An extract from the article.
FD-SOI
GlobalFoundries was the first player to enter the 22nm race. Three years ago the company introduced a 22nm FD-SOI technology. For some time, Samsung has offered 28nm FD-SOI with an 18nm version in the works.
In addition, GlobalFoundries is developing a 12nm planar version of FD-SOI, which is expected to appear in 2022. Generally, 22nm or 18nm FD-SOI doesn’t compete with 16nm/14nm finFETs, and they serve different markets with little overlap.
FD-SOI uses a specialized SOI wafer, which integrates a thin insulating layer (20 to 25nm thick) in the substrate. This layer isolates the transistor from the substrate, thereby blocking the leakage in the device.

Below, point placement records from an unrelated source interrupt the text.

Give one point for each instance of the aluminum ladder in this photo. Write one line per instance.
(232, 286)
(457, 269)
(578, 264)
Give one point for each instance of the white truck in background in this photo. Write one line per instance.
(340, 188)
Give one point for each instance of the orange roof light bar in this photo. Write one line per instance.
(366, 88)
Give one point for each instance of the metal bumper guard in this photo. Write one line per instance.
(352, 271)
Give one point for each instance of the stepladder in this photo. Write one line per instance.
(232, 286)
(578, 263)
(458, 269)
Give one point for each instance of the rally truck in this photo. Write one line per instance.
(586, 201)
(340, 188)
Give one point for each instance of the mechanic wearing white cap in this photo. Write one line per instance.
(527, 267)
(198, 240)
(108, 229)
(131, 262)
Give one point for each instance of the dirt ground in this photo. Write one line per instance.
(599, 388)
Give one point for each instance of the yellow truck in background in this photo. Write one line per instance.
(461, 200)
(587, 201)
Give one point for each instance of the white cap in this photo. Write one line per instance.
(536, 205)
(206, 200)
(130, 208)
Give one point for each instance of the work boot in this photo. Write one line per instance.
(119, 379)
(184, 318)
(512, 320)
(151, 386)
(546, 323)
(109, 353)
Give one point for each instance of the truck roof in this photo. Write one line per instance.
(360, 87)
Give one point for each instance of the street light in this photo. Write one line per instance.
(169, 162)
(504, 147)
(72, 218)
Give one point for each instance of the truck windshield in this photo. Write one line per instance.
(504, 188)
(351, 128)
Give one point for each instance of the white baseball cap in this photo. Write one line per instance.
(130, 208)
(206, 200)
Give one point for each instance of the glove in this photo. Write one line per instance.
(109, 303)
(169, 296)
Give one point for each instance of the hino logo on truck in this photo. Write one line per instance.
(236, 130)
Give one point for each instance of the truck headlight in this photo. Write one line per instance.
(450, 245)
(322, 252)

FD-SOI also is based on a planar, fully depleted architecture. “This essentially eliminates the random dopant fluctuation, providing superior mismatch and electrostatics to improve sub-threshold slope,” GlobalFoundries’ Schaeffer said.
GlobalFoundries’ 22nm FD-SOI technology, called 22FDX, incorporates high-k/metal-gate with silicon-germanium in the channel. It provides 30% higher performance and 45% lower power compared to 28nm. It was production-qualified in early 2017.
Recently, GlobalFoundries added more capabilities to the mix. “Sub-6GHz RF, mmWave, ultra-low leakage and ultra-low power extensions have all been qualified,” Schaeffer said.
What makes FD-SOI attractive are two features—low-power and body bias. It enables drive currents of 910μA/μm (856μA/μm) at 0.8 volts, with voltage operations down to 0.4 volts.
“Body bias is the ability to fully control the threshold voltage (Vth) of the transistors dynamically by polarizing the back gate of the transistor. Vth—which was a parameter determinable only by process through complex doping techniques—is now programmable dynamically through software,” said Manuel Sellier, product marketing manager at Soitec. “Designers can use this feature to dynamically manage the leakage in their circuit, and also to compensate static (process) and dynamic variations (temperature, voltage, and aging) efficiently. The result is a 4X to 7X energy efficiency gain at ultra-low power.”
FD-SOI also supports forward body biasing. When polarization of the substrate is positive, the transistor can be switched faster, according to STMicroelectronics.
FD-SOI, however, has three drawbacks—cost, ecosystem and adoption. For years, FD-SOI has had limited adoption. Intel, TSMC, UMC and others have never adopted FD-SOI, saying bulk CMOS enables high-performance devices at better costs. For example, an SOI wafer sells from $370 to $400 each, compared to $100 to $120 for a bulk CMOS wafer.
But FD-SOI does have a lower mask count, which compensates for the wafer cost. FD-SOI has 22 to 24 mask steps, while a comparable bulk CMOS process has 27 to 29 mask steps, according to IBS.
FD-SOI is closing the gap, too. “We are now looking at what we view as the limit of bulk CMOS,” IBS’ Jones said. “Transistor costs for 22nm FD-SOI are within 5% of the transistor costs for 22nm HKMG (high-k/metal-gate). 22nm FD SOI gives 30% to 50% lower power consumption compared to 22nm HKMG, which is important for wearable and IoT devices.”
The FD-SOI community, however, lags in terms of the EDA/IP ecosystem. “The IP ecosystem for 22nm FD-SOI is strengthening, but 22nm HKMG bulk CMOS has a broader IP ecosystem,” Jones said.
The tide is turning. Cadence, Mentor and Synopsys have been certified for various EDA tools for GlobalFoundries’ FD-SOI technology.
“There are some unique capabilities for RF, for example, with integrated FD-SOI, which are very hard to equal in other ways,” said Wally Rhines, president and CEO of Mentor.
FD-SOI has other advantages. “While the finFET gives you near zero leakage, you still have dynamic power. One of the advantages of FD-SOI is dynamic power. If you can reduce the voltage from one volt down to 0.6, that’s a 65% reduction in power. FD-SOI has some advantages in being able to dynamically alter the power versus the performance balance,” Rhines said.